El abeto hacía sentir su olor, las luces ardían, los niños cantaban e Inga se acurrucaba en su bata nueva y mordisqueaba la cabeza de un cerdito de mazapán. Martin Beck estaba sentado con el cuerpo inclinado hacia delante, los codos sobre las rodillas y la mandíbula cogida entre las manos, contemplando al policía sonriente de la carátula del disco.

Pensaba en Stenström.

Y sonó el teléfono.

En su fuero interno, Kollberg no estaba contento ni conseguía olvidar sus obligaciones. Pero como no resultaba fácil precisar en qué sentido estaba faltando a éstas, tampoco vio motivo alguno para enturbiar las celebraciones navideñas con cavilaciones innecesarias.

Así es que preparó cuidadosamente el glögg, lo probó unas cuantas veces antes de darse por satisfecho, se sentó a la mesa y se puso a contemplar la escena de ilusorio idilio que le rodeaba. Bodil estaba tumbada boca abajo junto al árbol de Navidad, chillando de contenta. Sentada en el suelo, con las piernas cruzadas, Åsa Torell jugaba con el bebé, dándole pellizcos. Y Gun daba vueltas por el piso con dulce y perezosa indolencia, descalza y enfundada en un desconcertante híbrido de chándal y pijama.

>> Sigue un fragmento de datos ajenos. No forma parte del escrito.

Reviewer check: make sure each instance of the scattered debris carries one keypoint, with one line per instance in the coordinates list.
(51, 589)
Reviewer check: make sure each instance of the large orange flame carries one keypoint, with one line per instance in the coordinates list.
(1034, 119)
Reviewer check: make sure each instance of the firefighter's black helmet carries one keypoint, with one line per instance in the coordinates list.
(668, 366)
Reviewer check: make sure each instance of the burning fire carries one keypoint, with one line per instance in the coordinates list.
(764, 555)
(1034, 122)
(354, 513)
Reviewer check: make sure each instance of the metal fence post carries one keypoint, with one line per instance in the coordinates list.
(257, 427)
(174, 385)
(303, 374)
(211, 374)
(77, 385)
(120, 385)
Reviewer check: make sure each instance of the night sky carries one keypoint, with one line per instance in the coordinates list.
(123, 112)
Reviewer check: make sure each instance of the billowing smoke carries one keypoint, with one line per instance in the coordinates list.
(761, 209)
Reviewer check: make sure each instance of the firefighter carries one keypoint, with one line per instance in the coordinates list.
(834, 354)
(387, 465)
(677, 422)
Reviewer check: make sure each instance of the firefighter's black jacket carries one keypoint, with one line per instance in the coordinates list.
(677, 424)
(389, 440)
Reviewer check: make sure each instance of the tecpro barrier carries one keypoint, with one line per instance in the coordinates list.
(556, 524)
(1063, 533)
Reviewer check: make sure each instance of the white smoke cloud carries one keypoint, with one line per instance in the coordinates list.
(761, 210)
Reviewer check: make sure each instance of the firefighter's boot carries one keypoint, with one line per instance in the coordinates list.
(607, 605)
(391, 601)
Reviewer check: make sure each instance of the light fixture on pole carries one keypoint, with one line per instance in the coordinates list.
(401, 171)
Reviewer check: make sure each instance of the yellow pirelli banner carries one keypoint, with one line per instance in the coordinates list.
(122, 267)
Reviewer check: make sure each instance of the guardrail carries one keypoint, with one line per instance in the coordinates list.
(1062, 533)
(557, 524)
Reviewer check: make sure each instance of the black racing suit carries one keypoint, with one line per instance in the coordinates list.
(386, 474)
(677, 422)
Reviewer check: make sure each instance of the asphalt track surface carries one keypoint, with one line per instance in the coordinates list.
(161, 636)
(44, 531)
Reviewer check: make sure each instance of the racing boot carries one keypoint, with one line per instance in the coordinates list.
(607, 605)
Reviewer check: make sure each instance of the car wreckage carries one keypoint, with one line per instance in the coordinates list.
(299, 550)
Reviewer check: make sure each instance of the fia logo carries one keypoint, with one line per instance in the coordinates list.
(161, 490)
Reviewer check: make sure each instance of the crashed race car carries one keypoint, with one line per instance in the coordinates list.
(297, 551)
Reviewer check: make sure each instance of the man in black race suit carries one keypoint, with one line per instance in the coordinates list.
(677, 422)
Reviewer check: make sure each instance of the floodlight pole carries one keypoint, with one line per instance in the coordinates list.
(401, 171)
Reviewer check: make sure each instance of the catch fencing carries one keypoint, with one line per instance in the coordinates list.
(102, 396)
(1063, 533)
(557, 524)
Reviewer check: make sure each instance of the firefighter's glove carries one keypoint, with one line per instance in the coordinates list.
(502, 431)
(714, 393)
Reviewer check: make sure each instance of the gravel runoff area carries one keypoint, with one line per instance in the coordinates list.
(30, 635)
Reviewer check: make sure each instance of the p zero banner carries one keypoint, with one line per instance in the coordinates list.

Se sirvió una porción de bacalao macerado. Lo paladeó con deleite y se puso a pensar en la bien merecida comilona que, en breves momentos, iba a despacharse. Metió la servilleta dentro de la camisa y la desplegó sobre el pecho. Luego se sirvió un buen trago de aguardiente. Alzó la copita, contempló el líquido cristalino, y justo en ese momento sonó el teléfono.

Vaciló un momento, apuró la copita de un trago, entró en el dormitorio y respondió:

— Buenas. Mi nombre es Fröjd.

— Mucho gusto.

Replicó Kollberg, con la seguridad que le daba saber que no estaba en la lista de guardia, y que ni siquiera un nuevo asesinato en masa podría obligarle a salir a la nieve. Contaban para ello con personas capaces, como Gunvald Larsson, que de hecho sí que estaba en la lista, o Martin Beck, que no tenía más remedio que asumir las responsabilidades inherentes a su condición de alto mando.

— Trabajo en el Instituto de Psiquiatría Forense de Långholmen —dijo el individuo—. Y tenemos un paciente que insiste en hablar con usted inmediatamente. Se llama Birgersson. Dice que lo ha prometido y que es importante y que…

Kollberg frunció las cejas.

— ¿Puede ponerse al teléfono?

— No es posible. Va contra el reglamento. Está bajo…

El rostro de Kollberg se contrajo en un gesto de pesar. Evidentemente, quienes trabajaban en Nochebuena no eran precisamente los del primer equipo.

— Vale, ahora voy —dijo—. Y colgó.

Gun, que había oído la última respuesta, se le quedó mirando de hito en hito.

— Tengo que ir a Långholmen —dijo fatigado—. ¿Cómo cojones se las arregla uno para coger un taxi en Nochebuena?

— Yo puedo acercarte —dijo Åsa—. No he bebido nada.

Durante el camino no intercambiaron palabra. El policía de prisiones que estaba de guardia miró con desconfianza a Åsa Torell.

— Es mi secretaria —dijo Kollberg.

— ¿Su qué…? Un momento, permítame ver de nuevo su tarjeta de identificación.